Profit makers not the prophets that have the ear of our pollies

Always I am grateful to live in a country where power is contested at the ballot box not in the streets. However we should never forget that it is the naked self-interest of powerful individuals and groups that makes democracy necessary; the need for the common good to prevail which makes democratic elections essential but it is transparency that actually greases a true democracy’s wheel.

 Which begs the question, how transparent can elections in Australia be if we must wait 18 months after the polls before we can even start to have some idea of who has been plying our politicians and their parties with funds? Or in the case of elusive side entities such as the Free Enterprise Foundation, which offer the giver lifetime anonymity, we most likely will never know who and what strings were being pulled.  

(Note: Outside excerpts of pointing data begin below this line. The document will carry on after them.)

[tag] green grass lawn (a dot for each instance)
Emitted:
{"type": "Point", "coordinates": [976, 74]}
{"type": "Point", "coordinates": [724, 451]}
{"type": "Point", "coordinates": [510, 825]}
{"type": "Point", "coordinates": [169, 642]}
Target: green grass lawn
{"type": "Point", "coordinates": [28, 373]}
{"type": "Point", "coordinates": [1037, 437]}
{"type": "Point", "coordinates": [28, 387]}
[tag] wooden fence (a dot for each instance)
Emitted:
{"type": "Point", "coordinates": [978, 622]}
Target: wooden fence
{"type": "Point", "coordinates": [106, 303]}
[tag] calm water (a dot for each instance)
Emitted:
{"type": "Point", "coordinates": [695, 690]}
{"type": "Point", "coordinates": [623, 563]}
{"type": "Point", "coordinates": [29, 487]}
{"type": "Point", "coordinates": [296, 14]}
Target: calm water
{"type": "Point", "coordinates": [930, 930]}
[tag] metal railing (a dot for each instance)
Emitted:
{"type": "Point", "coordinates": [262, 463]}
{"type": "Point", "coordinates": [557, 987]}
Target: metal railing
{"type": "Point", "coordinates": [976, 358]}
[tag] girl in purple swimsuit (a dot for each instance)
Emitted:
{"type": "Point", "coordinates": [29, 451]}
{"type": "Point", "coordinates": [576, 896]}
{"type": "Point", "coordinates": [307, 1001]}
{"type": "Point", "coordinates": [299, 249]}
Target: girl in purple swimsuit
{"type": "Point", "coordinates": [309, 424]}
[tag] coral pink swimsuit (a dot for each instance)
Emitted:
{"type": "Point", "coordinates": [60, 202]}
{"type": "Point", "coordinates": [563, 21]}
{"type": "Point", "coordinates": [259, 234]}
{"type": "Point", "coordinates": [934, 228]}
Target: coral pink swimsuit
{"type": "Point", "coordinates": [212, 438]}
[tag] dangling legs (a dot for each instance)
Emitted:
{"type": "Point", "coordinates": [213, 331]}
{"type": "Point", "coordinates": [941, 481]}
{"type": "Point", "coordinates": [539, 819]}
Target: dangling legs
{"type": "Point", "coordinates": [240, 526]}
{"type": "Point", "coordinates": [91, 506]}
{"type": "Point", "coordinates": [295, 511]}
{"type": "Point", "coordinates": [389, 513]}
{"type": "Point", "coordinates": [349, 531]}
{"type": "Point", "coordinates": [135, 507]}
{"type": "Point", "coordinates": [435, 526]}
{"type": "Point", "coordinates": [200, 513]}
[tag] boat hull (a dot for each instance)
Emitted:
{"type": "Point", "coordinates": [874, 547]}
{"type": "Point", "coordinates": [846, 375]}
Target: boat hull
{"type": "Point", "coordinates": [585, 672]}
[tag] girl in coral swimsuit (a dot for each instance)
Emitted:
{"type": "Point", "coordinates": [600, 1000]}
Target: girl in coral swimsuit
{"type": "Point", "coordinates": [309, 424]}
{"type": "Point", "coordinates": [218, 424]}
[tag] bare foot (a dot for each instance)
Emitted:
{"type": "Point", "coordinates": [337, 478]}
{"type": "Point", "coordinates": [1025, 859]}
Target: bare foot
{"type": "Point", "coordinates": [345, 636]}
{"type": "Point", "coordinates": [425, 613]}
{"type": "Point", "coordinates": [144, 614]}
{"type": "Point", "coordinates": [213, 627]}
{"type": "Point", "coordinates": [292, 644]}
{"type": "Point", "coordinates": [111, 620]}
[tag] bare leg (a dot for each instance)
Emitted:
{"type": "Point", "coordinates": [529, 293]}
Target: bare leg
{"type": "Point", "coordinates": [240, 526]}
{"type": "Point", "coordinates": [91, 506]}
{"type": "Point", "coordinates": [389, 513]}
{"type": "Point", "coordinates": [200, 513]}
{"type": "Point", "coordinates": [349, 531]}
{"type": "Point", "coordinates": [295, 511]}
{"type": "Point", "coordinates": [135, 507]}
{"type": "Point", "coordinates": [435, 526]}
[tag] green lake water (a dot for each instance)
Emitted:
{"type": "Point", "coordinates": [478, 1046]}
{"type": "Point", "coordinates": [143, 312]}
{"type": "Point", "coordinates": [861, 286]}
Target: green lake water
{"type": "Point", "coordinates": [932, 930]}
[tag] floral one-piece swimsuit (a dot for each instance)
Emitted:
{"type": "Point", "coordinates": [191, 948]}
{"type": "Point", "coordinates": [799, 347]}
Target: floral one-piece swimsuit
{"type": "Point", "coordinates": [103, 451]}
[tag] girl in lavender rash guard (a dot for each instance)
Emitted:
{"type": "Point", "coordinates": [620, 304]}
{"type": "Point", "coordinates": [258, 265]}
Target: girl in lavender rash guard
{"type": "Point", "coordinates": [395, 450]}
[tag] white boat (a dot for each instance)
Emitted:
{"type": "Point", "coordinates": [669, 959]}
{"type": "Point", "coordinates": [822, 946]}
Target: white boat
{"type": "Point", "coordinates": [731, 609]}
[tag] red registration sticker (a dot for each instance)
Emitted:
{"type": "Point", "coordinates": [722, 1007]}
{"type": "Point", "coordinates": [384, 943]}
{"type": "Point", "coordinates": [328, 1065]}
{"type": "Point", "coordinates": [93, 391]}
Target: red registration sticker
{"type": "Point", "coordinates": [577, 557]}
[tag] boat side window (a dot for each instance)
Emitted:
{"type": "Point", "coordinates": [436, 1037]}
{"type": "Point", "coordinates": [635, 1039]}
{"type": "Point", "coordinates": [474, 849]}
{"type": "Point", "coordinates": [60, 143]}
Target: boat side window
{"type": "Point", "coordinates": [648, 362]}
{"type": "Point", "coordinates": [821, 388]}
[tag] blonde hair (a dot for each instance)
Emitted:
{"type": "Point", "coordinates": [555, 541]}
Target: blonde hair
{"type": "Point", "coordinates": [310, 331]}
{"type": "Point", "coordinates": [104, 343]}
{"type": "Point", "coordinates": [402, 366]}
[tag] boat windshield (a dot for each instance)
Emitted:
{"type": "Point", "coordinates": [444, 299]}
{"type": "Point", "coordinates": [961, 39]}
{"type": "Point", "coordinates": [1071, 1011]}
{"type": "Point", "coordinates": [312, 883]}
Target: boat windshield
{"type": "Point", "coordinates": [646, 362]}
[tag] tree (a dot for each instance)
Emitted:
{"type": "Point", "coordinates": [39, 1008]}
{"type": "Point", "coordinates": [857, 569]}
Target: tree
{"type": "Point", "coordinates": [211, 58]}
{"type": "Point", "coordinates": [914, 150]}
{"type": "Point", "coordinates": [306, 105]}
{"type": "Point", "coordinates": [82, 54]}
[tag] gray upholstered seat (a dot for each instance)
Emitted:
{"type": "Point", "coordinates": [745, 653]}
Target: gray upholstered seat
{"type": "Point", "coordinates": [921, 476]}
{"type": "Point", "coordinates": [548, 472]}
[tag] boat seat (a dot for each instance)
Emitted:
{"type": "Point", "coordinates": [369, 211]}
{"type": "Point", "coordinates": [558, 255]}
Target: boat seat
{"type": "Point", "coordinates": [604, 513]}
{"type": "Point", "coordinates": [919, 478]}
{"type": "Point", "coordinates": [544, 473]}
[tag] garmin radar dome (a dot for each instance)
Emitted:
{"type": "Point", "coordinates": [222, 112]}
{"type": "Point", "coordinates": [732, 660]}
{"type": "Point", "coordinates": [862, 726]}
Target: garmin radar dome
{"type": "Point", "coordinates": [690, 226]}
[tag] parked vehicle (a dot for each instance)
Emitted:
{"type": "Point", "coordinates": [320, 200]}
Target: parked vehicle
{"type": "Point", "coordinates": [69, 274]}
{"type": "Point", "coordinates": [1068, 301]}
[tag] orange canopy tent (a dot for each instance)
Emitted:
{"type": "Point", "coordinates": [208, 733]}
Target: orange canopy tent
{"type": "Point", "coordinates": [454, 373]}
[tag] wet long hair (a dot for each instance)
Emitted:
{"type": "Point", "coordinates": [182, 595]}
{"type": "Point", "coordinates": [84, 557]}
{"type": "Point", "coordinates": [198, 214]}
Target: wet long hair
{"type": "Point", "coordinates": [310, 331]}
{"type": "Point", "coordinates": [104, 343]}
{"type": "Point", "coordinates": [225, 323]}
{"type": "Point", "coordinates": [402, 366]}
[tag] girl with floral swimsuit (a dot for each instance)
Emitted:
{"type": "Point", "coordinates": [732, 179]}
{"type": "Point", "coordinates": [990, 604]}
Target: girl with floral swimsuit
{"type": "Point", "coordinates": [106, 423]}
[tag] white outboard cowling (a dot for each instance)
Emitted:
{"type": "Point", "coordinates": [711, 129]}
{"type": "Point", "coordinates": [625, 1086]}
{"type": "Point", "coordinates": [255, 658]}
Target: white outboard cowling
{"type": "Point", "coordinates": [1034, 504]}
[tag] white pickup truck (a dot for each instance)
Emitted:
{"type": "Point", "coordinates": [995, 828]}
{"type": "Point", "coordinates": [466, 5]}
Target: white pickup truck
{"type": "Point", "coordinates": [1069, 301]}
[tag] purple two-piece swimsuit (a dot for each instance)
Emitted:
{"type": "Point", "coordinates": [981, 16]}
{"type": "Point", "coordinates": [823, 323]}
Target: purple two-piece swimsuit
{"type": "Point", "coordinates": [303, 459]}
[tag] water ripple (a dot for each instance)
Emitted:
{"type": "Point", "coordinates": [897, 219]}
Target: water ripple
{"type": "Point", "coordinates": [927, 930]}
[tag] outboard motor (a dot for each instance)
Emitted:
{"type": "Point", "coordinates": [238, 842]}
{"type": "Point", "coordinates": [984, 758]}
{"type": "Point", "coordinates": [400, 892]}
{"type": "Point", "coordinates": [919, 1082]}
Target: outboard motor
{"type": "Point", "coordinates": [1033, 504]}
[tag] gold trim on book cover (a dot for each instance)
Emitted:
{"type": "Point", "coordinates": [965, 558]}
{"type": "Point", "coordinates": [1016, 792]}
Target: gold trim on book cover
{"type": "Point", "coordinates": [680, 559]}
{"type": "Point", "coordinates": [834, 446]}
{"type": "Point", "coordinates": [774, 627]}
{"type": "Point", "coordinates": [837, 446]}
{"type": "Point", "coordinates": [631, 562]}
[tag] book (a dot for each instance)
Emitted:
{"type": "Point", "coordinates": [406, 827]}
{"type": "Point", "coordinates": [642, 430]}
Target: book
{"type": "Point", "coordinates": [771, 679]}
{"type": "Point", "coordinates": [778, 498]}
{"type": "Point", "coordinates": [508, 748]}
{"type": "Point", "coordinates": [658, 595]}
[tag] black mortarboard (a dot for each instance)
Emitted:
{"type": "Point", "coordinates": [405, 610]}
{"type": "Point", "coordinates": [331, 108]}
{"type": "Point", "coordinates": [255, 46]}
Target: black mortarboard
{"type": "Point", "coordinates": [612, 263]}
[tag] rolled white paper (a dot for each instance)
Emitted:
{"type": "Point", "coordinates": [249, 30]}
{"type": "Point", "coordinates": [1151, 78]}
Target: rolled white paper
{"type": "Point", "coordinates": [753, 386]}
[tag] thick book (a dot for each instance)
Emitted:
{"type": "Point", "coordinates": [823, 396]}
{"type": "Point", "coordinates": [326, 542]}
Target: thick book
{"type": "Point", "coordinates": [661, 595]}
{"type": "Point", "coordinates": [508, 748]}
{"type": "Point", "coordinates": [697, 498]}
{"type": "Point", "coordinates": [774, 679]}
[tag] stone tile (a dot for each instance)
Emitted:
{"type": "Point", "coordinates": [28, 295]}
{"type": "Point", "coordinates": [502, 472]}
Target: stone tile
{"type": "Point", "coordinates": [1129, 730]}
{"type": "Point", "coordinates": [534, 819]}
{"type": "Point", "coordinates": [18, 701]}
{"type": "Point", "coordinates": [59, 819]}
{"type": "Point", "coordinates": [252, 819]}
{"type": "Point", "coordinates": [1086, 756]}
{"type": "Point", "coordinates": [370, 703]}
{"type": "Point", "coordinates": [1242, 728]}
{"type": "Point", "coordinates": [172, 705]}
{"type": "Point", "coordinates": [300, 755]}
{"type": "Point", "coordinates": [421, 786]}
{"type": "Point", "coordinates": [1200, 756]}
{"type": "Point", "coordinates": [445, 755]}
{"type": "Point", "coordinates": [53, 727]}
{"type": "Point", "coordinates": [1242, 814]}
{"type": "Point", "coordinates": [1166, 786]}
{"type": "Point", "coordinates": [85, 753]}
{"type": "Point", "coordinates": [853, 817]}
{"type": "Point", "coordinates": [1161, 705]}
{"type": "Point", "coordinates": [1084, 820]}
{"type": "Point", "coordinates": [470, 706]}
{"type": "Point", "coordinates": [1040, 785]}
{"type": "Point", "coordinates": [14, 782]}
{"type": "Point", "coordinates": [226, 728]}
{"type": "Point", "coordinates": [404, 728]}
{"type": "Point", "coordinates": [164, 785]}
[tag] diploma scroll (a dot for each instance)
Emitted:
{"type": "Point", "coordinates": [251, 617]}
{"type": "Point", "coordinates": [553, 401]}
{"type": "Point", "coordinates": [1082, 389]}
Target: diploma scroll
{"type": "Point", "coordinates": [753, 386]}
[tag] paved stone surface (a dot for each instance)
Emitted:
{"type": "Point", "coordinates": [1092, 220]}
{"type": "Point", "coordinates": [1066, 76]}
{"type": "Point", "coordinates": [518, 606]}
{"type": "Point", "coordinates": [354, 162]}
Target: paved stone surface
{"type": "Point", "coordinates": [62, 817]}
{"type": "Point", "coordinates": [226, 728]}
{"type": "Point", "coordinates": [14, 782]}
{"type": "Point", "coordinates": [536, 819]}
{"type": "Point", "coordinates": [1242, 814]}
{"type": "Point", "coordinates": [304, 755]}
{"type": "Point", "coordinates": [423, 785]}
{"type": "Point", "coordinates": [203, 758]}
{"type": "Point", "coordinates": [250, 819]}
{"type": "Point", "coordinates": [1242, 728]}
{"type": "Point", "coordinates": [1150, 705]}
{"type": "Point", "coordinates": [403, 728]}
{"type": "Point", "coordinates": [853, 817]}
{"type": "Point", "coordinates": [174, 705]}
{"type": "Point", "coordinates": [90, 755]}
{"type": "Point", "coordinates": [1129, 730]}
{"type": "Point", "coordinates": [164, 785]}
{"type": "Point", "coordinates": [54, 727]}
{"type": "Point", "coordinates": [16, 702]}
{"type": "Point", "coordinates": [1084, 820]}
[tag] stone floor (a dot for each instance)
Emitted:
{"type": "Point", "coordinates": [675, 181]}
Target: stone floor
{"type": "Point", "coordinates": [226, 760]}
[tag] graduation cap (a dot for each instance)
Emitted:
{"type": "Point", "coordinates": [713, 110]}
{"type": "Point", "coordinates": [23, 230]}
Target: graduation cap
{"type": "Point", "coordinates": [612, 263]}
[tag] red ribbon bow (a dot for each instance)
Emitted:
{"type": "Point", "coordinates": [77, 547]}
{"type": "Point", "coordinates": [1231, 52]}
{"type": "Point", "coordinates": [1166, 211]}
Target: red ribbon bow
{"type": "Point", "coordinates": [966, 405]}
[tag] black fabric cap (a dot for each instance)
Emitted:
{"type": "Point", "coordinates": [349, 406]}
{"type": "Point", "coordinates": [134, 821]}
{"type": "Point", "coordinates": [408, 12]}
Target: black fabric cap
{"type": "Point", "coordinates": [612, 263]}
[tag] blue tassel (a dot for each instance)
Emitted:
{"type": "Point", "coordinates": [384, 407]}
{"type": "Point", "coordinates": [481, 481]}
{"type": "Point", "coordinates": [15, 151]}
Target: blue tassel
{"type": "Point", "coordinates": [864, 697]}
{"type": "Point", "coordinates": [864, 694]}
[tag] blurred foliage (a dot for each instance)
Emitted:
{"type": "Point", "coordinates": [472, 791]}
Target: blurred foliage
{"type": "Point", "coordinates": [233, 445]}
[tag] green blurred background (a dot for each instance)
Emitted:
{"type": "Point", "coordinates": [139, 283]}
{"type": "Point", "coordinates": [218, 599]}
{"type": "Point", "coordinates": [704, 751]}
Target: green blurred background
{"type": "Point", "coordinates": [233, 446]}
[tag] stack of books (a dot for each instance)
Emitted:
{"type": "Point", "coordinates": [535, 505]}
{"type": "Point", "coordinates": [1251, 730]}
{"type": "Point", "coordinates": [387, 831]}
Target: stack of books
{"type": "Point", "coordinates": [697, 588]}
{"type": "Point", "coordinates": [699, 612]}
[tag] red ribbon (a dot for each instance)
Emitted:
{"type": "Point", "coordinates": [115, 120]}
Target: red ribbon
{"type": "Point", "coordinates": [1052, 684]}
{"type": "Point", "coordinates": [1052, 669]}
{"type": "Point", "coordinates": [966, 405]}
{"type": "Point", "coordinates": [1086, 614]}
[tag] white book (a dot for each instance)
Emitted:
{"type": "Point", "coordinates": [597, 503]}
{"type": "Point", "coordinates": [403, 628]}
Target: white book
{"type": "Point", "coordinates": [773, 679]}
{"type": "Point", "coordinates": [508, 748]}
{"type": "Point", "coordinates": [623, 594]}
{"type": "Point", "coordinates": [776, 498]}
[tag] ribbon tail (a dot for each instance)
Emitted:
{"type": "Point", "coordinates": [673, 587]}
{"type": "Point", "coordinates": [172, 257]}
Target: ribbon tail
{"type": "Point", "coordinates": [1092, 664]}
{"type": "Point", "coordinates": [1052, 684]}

 Money buys access and access puts you in a powerful position to influence. When the purchasing of this influence takes place behind closed doors without any real transparency, then the risk of it distorting and ultimately undermining our democracy is high.  It was interesting to hear former Liberal Federal Treasurer, Michael Yabsley recently express the courageous view that we have reached such a ‘crunch time’ in this regard that we should get rid of the current system of political donations altogether.

 Certainly an 18 month lag before we can start tracking exactly which individuals, corporates and lobby groups have ended up getting what they want,  would seem to be a costly 18 months for Australian democracy.   

 Even with my intimate understanding of how voracious the generosity of the Australian pokies lobby has been to both our major parties, in late 2013, I watched in disbelief as the ALP joined the Government to vote down the last vestiges of Gillard’s gambling reforms.  Later, not then, Clubs NSW disclosed donations of $241,600 to the Liberal Party and $19,100 to the Labor Party in the 2013-14 financial year.  And that is not even counting the fact that the Labor Party machine draws on the massive poker machine revenue from the Canberra Clubs to keep their doors open. Or that both major parties have become reliant on the $5 billion a year in predatory pokies taxes they shamelessly take.

 There is pressure from some quarters for all political donations to be made visible in real time disclosures such as those that South Australian Senator Nick Xenophon is now doing.  Although the scrutiny Xenophon is rightly facing as a result is exactly what puts the pollies - and their funders – off such transparency.

 By giving us a chance to see who is trying to buy influence and for what end at precisely the time they are doing it, real time donation disclosures can shine a light that must surely lessen the power of those seeking influence by making our politicians pause to think just how this might look?

 Real time disclosures would also give us, the voters, a fighting chance of unpicking the spin of self-interest that is constantly and shamelessly dressed up as lofty common-good economic arguments, no more so than during election campaigns. Do not underestimate the insidiousness of this spin to not only frame the debate as well as the vote on many issues but to also skew the national dialogue to the areas of policy of interest to those with the big bucks.

 If the money to buy political influence lies in corporate hands, who then fuels the debate on the issues that affect us all,  such as education, health, and our moral debt to make this world a better place, through our aid program? There is no big business to draw our political leaders’ attention and energies into this space, the result of which can be seen with the choices this Government has made in these sectors as a result.

Right now the word is that Liberal Party donors are keeping their wallets in their pockets until Malcolm Turnbull drops his retrospective superannuation changes. This is at least fairly obvious but will Malcolm cave? I hope not as we know most of these tax payer funded concessions flow to the richest. In truth the current superannuation concessions function as domestic tax havens for the richest Australians.

 I have no problem with tax cuts for business with $10 million turnover or less but it is the tax cuts for the big banks and multinationals that worry we most. The transparency delivered through the Panama Papers hack has confirmed a dirty little secret that we all suspected. It is entirely optional for the rich to pay tax. As most Governments are broke this tax base erosion has now seen them start to stand up to multinationals and rich individuals through a new international agreement for automatic tax information sharing. Sadly, we the public are not permitted access to this data. Nor do we connect the dots that lower corporate taxes - the cornerstone of the Coalition jobs and growth policy – in part relies on the premises that footloose capital flows to the nation that caves in to powerful tax avoidance interests.

 For now we have the strange conundrum that we are told that this nation of ours, one of the richest in the world, cannot afford to fund a decent aid program for poor foreigners living in absolute poverty yet we are quite willing to give them tax holidays at our national expense, if these foreigners are rich.

 The Coalition has slashed Australian aid to its lowest level in our history. Apparently our debt justifies this though it is lower than other nations that have not balanced their books on the backs of the poorest because it costs real lives. Yet the Australian taxpayer can fund foreigners who are rich. The Coalition $51 billion corporate tax cuts, thanks to our dividend imputation arrangements, flows excessively to foreign entities. How is this justified? Apparently we must trust the voluntary decision of multinational companies to engage in less profit shifting. We must hope and pray for a morality dividend to get a return. And so it would seem that even in our democracy, it is the profit makers not the prophets who get to call the shots.